Fix #5889: restore grad state on exception in FgImageStats and LabelStats by williams145 · Pull Request #8810 · Project-MONAI/MONAI

williams145 · 2026-04-08T16:53:28Z

Problem

FgImageStats.__call__ and LabelStats.__call__ disable PyTorch gradient computation on entry but only restore it via a plain assignment before return. If any exception is raised mid-execution (e.g. shape mismatch, RuntimeError from verify_report_format), the restore line is skipped and torch.is_grad_enabled() stays False for the rest of the process, silently breaking all subsequent gradient computations.

Root Cause

The grad state restore had no exception safety, torch.set_grad_enabled(restore_grad_state) was a bare statement that would be skipped entirely if anything above it raised.

Fix

Wrapped the computation body in try/finally in both FgImageStats.__call__ and LabelStats.__call__ so the restore is guaranteed regardless of how the function exits.

Testing

import torch
from monai.auto3dseg import FgImageStats
from monai.data.meta_tensor import MetaTensor

analyzer = FgImageStats(image_key="image", label_key="label")
torch.set_grad_enabled(True)
try:
    analyzer({"image": MetaTensor(torch.rand(1,4,4,4)), "label": MetaTensor(torch.rand(5,5,5))})
except Exception:
    pass
assert torch.is_grad_enabled()  # was False before this fix

…ts and LabelStats FgImageStats.__call__ and LabelStats.__call__ both saved and disabled torch grad state on entry but only restored it via a plain assignment before return. Any exception raised between the disable and the restore (e.g. shape mismatch, RuntimeError from verify_report_format) left torch.is_grad_enabled() permanently False for the remainder of the process, silently breaking all subsequent gradient computations. Wrapped the computation body in try/finally in both methods so the grad state is guaranteed to be restored regardless of how the function exits. Fixes Project-MONAI#5889

coderabbitai · 2026-04-08T16:53:48Z

📝 Walkthrough

Walkthrough

The FgImageStats.__call__ and LabelStats.__call__ methods in monai/auto3dseg/analyzer.py were refactored to wrap their primary computation blocks in try/finally constructs. This ensures that the autograd state restoration call torch.set_grad_enabled(restore_grad_state) executes regardless of whether exceptions occur during shape validation, foreground computation, connected-component processing, report construction, or report format verification. The functional output and logic paths remain unchanged under normal execution.

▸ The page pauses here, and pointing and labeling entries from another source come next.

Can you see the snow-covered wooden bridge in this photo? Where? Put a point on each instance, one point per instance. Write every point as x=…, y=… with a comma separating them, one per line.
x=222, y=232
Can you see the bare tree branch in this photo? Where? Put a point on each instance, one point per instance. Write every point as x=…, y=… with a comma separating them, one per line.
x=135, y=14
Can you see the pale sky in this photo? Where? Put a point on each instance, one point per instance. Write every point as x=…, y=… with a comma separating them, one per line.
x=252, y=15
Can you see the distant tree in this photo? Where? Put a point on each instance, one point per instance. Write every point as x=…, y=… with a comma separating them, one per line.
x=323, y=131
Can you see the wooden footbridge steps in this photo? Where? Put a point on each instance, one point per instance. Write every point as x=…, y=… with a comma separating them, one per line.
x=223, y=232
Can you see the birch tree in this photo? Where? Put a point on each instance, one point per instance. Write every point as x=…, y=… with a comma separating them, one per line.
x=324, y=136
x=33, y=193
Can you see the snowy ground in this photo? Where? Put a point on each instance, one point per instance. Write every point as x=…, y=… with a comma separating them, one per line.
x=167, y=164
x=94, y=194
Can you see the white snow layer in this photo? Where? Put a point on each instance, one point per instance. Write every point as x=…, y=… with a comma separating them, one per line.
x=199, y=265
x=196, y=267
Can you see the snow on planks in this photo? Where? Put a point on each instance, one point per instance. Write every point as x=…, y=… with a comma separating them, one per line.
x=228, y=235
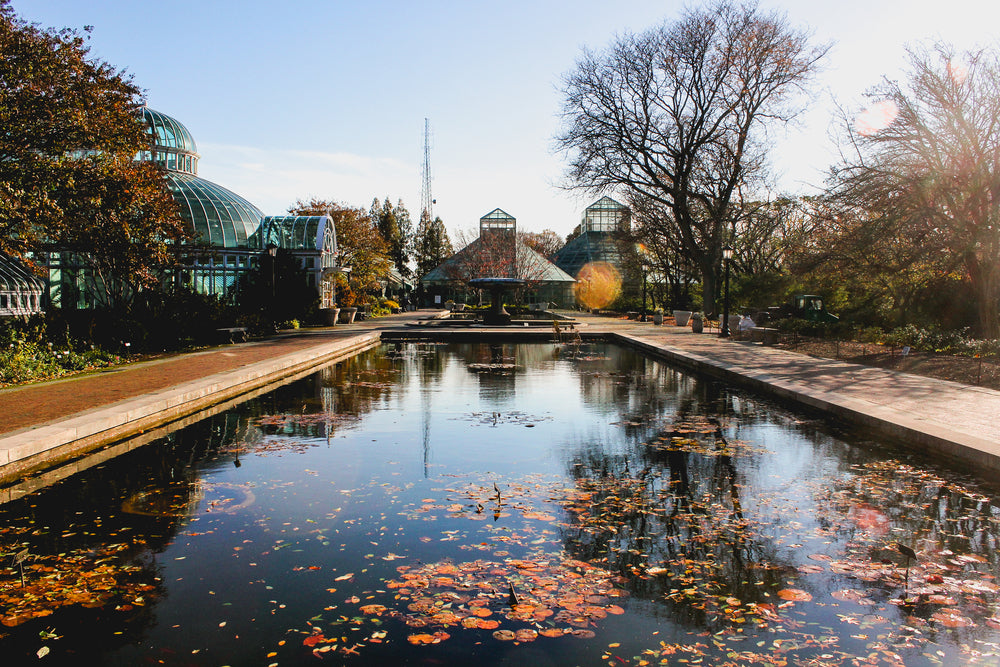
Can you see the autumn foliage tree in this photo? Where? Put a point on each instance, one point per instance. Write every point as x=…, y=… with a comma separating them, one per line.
x=69, y=133
x=432, y=245
x=360, y=246
x=675, y=119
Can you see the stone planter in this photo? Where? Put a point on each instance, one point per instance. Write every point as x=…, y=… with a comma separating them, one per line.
x=347, y=315
x=329, y=316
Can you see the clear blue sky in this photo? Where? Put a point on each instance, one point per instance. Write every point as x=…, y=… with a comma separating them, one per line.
x=327, y=98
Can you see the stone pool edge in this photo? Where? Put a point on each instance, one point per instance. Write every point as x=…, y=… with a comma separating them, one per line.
x=980, y=454
x=62, y=440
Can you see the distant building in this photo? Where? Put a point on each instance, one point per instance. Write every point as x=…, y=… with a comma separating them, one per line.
x=497, y=253
x=597, y=238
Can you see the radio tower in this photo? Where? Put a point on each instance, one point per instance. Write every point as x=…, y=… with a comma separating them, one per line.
x=426, y=201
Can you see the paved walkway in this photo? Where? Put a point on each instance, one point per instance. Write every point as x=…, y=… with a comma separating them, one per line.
x=93, y=409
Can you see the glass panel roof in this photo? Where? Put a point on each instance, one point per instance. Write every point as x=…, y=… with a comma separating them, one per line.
x=15, y=277
x=168, y=132
x=297, y=232
x=219, y=216
x=532, y=265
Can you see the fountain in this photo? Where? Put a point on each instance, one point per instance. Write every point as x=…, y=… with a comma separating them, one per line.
x=497, y=315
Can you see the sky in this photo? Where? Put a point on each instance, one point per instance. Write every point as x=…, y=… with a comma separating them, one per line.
x=327, y=98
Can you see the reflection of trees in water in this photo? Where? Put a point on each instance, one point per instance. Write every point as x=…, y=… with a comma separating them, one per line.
x=926, y=511
x=670, y=518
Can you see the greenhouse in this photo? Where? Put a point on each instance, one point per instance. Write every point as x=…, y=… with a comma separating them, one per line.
x=498, y=253
x=312, y=239
x=20, y=290
x=223, y=223
x=595, y=239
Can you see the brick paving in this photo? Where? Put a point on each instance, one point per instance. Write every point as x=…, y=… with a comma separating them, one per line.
x=955, y=419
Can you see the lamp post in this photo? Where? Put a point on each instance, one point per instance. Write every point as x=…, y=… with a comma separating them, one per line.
x=645, y=272
x=272, y=252
x=727, y=255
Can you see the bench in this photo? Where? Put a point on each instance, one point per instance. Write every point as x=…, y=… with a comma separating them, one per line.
x=232, y=334
x=764, y=335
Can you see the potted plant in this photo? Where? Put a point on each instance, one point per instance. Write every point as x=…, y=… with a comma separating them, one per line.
x=347, y=300
x=330, y=315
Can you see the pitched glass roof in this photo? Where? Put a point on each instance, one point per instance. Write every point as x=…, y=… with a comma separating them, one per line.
x=16, y=278
x=219, y=216
x=297, y=232
x=531, y=265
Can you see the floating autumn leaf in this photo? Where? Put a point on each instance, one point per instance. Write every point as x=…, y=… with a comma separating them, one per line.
x=950, y=618
x=794, y=595
x=870, y=518
x=525, y=635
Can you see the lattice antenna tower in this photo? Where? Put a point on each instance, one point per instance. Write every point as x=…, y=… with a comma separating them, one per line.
x=426, y=200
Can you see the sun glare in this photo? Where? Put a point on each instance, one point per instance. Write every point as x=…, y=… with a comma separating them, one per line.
x=876, y=118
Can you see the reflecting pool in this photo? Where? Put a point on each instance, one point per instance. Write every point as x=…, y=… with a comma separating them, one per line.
x=504, y=504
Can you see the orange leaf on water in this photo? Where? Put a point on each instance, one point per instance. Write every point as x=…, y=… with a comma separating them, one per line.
x=794, y=595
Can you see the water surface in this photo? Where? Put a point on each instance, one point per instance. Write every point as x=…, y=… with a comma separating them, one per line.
x=507, y=504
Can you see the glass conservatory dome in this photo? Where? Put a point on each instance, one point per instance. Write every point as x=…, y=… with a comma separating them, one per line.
x=220, y=217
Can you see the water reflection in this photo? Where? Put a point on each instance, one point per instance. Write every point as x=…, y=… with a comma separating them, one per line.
x=438, y=502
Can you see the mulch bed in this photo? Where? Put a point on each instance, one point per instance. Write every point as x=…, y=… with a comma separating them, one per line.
x=982, y=372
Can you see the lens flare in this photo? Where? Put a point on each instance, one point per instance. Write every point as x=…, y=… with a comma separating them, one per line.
x=958, y=72
x=597, y=285
x=876, y=118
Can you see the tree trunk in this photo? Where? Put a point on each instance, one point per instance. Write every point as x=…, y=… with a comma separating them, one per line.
x=708, y=288
x=985, y=277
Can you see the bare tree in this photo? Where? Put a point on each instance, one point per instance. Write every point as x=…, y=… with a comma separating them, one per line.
x=676, y=116
x=922, y=169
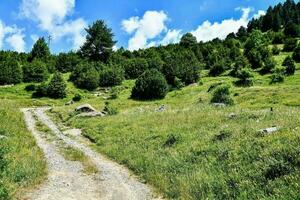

Estimated code review effort

🎯 2 (Simple) | ⏱️ ~10 minutes

🚥 Pre-merge checks | ✅ 3

✅ Passed checks (3 passed)

Check name	Status	Explanation
Title check	✅ Passed	The title directly describes the main fix: grad state restoration on exceptions in two analyzer classes.
Docstring Coverage	✅ Passed	Docstring coverage is 100.00% which is sufficient. The required threshold is 80.00%.
Description check	✅ Passed	PR description is well-structured with clear problem statement, root cause, fix explanation, and testing code.

_{✏️ Tip: You can configure your own custom pre-merge checks in the settings.}

✨ Finishing Touches

🧪 Generate unit tests (beta)

Create PR with unit tests

Thanks for using CodeRabbit! It's free for OSS, and your support helps us grow. If you like it, consider giving us a shout-out.

❤️ Share

_{Comment @coderabbitai help to get the list of available commands and usage tips.}

coderabbitai

Caution

Some comments are outside the diff and can’t be posted inline due to platform limitations.

⚠️ Outside diff range comments (1)

monai/auto3dseg/analyzer.py (1)

255-287: ⚠️ Potential issue | 🟠 Major

ImageStats.__call__ has the same grad-state leak vulnerability.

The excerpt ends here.